This data-file forecasts the energy consumption of the internet, rising from 900 TWH in 2025 to 1,800 TWH in 2030 and 4,000 TWH by 2050. The main driver is the energy consumption of AI, plus blockchains, rising traffic, and offset by rising efficiency. Input assumptions to the model can be flexed. Underlying data are from technical papers.
Our best estimate is that the internet accounted for 900 TWH of global electricity in 2025, which is 2.7% of all global electricity. Just 30TWH of this 900TWH was AI. Despite this area being an analytical minefield, we have attempted to construct a simple model for the future energy demands of the internet, which decision-makers can flex, based on data and assumptions.
There are 12,000 data centers in the world in 2025, and our forecasts also capture the number of data centers by region over time, the capacity of these data centers by region over time, and distributions for the sizes of data centers over time, as discussed in our report into AI data center growth.
Internet traffic has been rising at a CAGR of 30%, as shown by the data use of developed world households, rising to almost 3 TB per user per year by 2023. The scatter also shows a common theme in this data-file, which is that different estimates from different sources can vary widely.
Future internet traffic is likely to continue rising.

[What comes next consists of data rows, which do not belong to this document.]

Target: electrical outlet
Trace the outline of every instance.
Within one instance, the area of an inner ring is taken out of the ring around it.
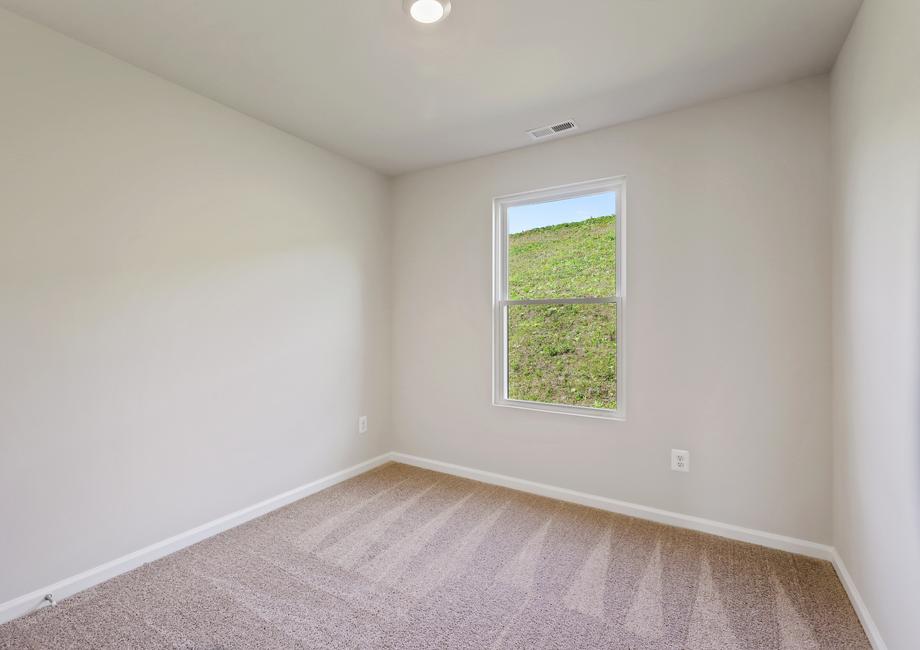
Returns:
[[[367,433],[367,416],[362,415],[358,418],[358,433]]]
[[[686,449],[671,450],[671,469],[675,472],[690,471],[690,452]]]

By 2022 there were 5bn global internet users underpinning 4.7 Zettabytes (ZB) of internet traffic. Users will grow. Traffic per user will likely grow. We have pencilled in some estimates, but uncertainty is high.
The energy intensity of internet traffic spans across data-centers, transmission networks and local networking equipment. Again, different estimates from different technical papers can vary by an order of magnitude. But a first general rule is that the numbers have declined sharply, sometimes halving every 2-3 years.
The current energy intensity of the internet is thus estimated at 140 Wh/GB in our base case, broken down in the waterfall chart below, using our findings from technical papers and the spec sheets of underlying products (e.g., offered by companies such as Dell).
Energy intensity of internet processes will almost certainly decline in the future, as traffic volumes rise. Again, we have pencilled in some estimates to our models, which can be flexed.
However the energy needed for AI is now rising exponentially. Training Chat GPT-3 in 2020 used 1.3 GWH to absorb 175bn parameters. But training chat GPT-4 in 2023 used 50 GWH to absorb 1.8trn parameters. We find a 98% correlation between AI training energy and the total compute during training.
AI querying energy is also correlated with the complexity of the AI model, and thus will likely continue rising in the future. Average energy use was estimated at 3.6 Wh per query in 2022, which is 4x more than an email (1 Wh) and 10x more than a google search (0.3 Wh). However, by 2025, leading AI developers are quoting 0.3 Wh/query in mass inferencing.
Our forecasts for AI energy consumption were last updated in March-2026, and ultimately see querying comprising c80% of AI energy consumption after 2030. We have also evaluated scaling laws that potentially drive AI training energy to 250TWH pa by 2030. But most of our research in 2026 sees AI shifting to smaller-scale edge deployments.
Muting the impacts of larger data-processing volumes, we expect a 40-100x increase in future computer performance in GFLOPS per Watt (chart below), and increasing software-based jumps in the performance-vs-compute curve. This yields 800 TWH of AI demand around 2030. Revisions to our numbers are plotted above.
Please download the model to stress-test your own estimates for the energy intensity of the internet. It is not impossible for total electricity demand to ‘go sideways’ (i.e., it does not increase). It is also possible for the electricity demand of the internet to exceed our estimates by a factor of 2-3x if the pace of productivity improvements slows down.